Representante da ArcelorMittal no processo, o advogado Valter de Souza Lobato, do SCMD Consultores e Advogados, diz que a solução de consulta vai muito além da lei ao lhe dar uma interpretação incompatível com sua literalidade e com sua finalidade. “A receita de exportação não perde tal natureza por ter originalmente ingressado em conta no exterior e posteriormente internalizado no Brasil.”
Leonardo Melo, do escritório Almeida Advogados, representante da Biosev no caso, pondera que soluções de consulta têm o viés de “explicar, dirimir dúvidas, e não de criar confusão”, como entende ter ocorrido. “Está sendo extremamente prejudicial porque essa norma vincula todos os auditores e os responsáveis pelo recolhimento do IOF são os bancos, que, ao ter conhecimento, já sinalizaram para a tributação”, afirma.
A empresa ingressou com a ação após comunicado do Banco do Brasil, no começo do mês de fevereiro, informando que passaria a aplicar 0,38% de IOF nos casos em que os valores tivessem sido mantidos no exterior por prazo superior ao dia em que o depósito foi feito pelo adquirente dos produtos ou serviços.
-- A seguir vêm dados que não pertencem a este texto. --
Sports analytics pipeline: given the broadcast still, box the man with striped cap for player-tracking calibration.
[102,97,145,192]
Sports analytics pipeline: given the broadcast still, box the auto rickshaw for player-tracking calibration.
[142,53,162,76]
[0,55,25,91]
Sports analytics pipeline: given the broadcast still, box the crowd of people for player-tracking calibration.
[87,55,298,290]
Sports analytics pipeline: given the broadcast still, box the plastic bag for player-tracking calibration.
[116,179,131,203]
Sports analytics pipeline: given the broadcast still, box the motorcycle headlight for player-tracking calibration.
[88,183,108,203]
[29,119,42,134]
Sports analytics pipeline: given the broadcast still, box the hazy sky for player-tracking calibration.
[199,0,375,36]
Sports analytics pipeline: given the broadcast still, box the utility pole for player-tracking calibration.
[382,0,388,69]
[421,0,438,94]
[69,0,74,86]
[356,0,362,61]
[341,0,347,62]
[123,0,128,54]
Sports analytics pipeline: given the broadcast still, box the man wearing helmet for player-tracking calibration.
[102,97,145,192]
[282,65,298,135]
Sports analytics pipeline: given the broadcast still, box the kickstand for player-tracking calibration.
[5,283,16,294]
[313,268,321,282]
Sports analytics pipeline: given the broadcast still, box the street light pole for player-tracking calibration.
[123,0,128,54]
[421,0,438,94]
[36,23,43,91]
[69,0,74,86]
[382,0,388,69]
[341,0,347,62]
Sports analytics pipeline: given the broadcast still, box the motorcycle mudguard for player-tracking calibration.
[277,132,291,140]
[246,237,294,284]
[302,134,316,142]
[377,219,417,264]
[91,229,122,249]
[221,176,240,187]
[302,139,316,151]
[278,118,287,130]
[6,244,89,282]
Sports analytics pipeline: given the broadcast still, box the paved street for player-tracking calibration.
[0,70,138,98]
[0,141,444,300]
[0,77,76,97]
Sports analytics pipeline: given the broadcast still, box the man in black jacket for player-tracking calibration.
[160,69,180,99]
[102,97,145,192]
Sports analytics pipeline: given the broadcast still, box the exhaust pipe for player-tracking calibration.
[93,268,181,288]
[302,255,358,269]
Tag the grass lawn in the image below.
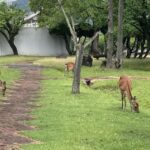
[12,58,150,150]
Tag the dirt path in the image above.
[0,64,42,150]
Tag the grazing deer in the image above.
[119,76,139,112]
[0,80,6,96]
[65,62,75,72]
[84,78,93,86]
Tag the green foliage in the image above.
[30,0,107,35]
[20,58,150,150]
[0,3,24,39]
[124,0,150,35]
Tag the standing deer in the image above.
[0,80,6,96]
[65,62,75,72]
[119,76,139,112]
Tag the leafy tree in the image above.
[0,3,24,55]
[30,0,107,53]
[30,0,98,94]
[124,0,150,58]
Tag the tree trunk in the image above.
[126,36,132,58]
[72,43,83,94]
[117,0,124,66]
[91,32,99,54]
[64,35,74,55]
[134,36,141,58]
[106,0,114,68]
[8,39,18,55]
[139,35,145,59]
[143,34,150,58]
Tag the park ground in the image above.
[0,57,150,150]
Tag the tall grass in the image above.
[22,58,150,150]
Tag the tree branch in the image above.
[58,0,77,43]
[83,31,100,48]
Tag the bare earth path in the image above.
[0,64,42,150]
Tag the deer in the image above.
[119,76,139,113]
[0,80,6,96]
[65,62,75,73]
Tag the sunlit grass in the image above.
[22,58,150,150]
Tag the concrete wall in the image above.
[0,27,68,56]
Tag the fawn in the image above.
[65,62,75,72]
[119,76,139,112]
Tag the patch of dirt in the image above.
[83,76,150,82]
[0,63,43,150]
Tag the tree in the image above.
[117,0,124,65]
[58,0,98,94]
[30,0,102,94]
[0,3,24,55]
[124,0,150,58]
[106,0,114,68]
[30,0,107,54]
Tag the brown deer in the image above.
[0,80,6,96]
[65,62,75,72]
[119,76,139,112]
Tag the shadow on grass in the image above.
[124,59,150,71]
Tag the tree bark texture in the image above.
[106,0,113,68]
[117,0,124,65]
[72,43,83,94]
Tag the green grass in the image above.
[22,58,150,150]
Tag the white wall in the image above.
[0,27,68,56]
[0,33,13,56]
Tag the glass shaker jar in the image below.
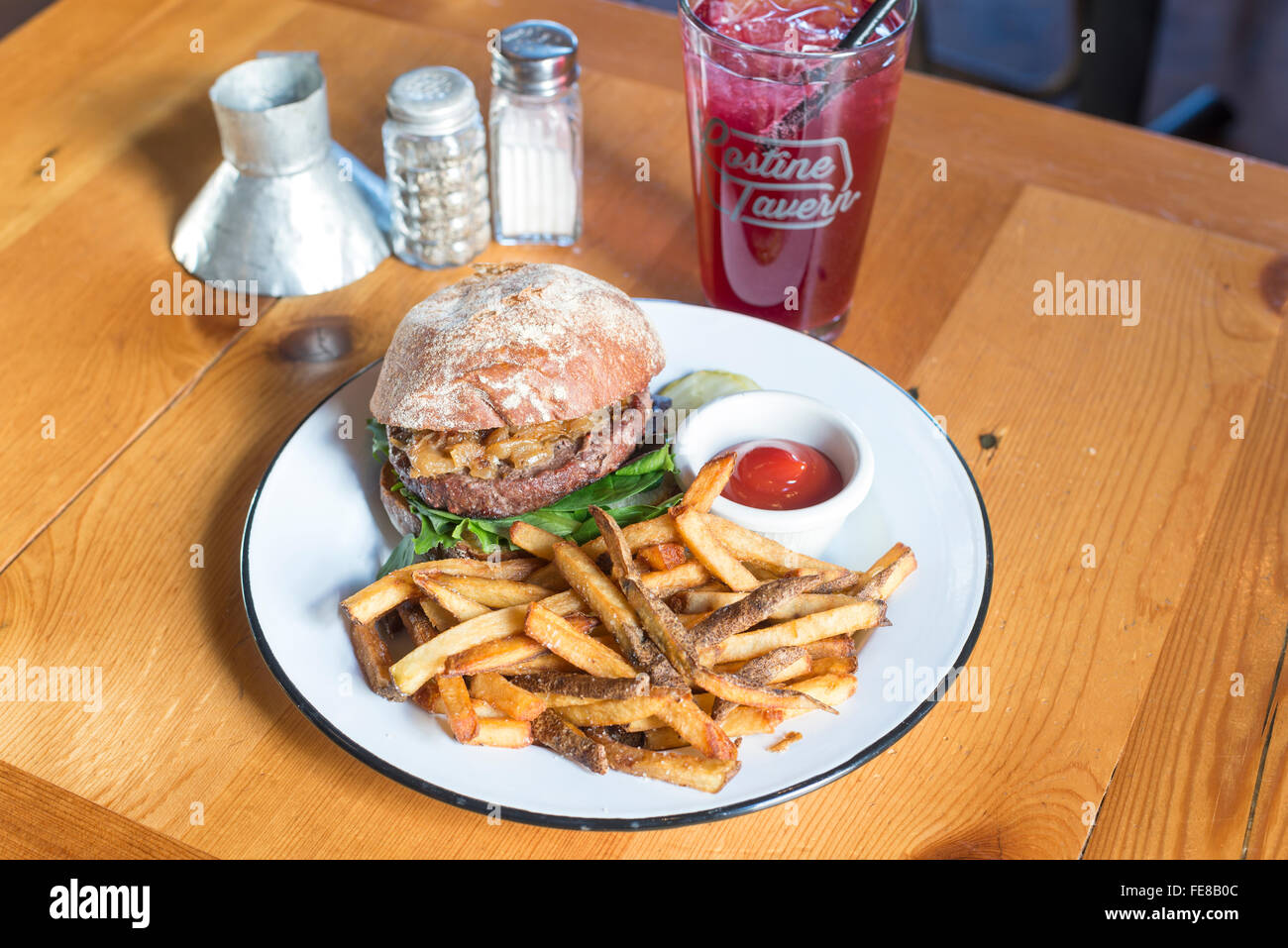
[489,20,583,248]
[381,65,490,266]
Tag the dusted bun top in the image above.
[371,263,666,432]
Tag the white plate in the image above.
[242,300,993,829]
Como a redação do Decreto 6.306 não se alterou e não foi editada lei nova, continua a valer a alíquota zero de IOF, segundo o advogado Fabio Calcini. “Pouco importa se esses recursos ficaram por um período no exterior”, diz. O especialista em tributos explica que o foco do IOF é regular operações e não arrecadar. “Não há razão de controle cambial que justifique essa mudança de entendimento do Fisco.”
O percentual da alíquota do imposto pode parecer pequeno, mas o impacto financeiro para o caixa das exportadoras é significativo, acrescenta Calcini. “Estamos distribuindo ações na Justiça e vamos usar as primeiras liminares obtidas, na argumentação, para questionar a cobrança”, afirma o tributarista.
O recebimento de recursos de exportação em contas no exterior é uma rotina comum entre os exportadores brasileiros, enfatizam os advogados Carolina Secches e Marcos Neder, do escritório Trench Rossi Watanabe. “Seja por ser mais conveniente para o negócio ou porque o exportador tem despesas que precisa pagar lá fora. Então ele recebe, usa parte do dinheiro para pagar as despesas e traz somente o restante”, diz Carolina.
Para os advogados, transitar pela conta bancária no exterior não desvirtua a natureza dessas receitas. “Não deixou de ser de exportação”, frisa Neder. Ele chama atenção que até recentemente os exportadores eram obrigados a preencher uma declaração sobre o uso de recursos em moeda estrangeira, a Derex. Por meio dela, a Receita podia confirmar que tais recursos eram receitas oriundas de exportação.
A Receita Federal foi procurada pelo Valor, mas informou que não iria se manifestar sobre o assunto. Já a Procuradoria-Geral da Fazenda Nacional (PGFN) não deu retorno até o fechamento da edição.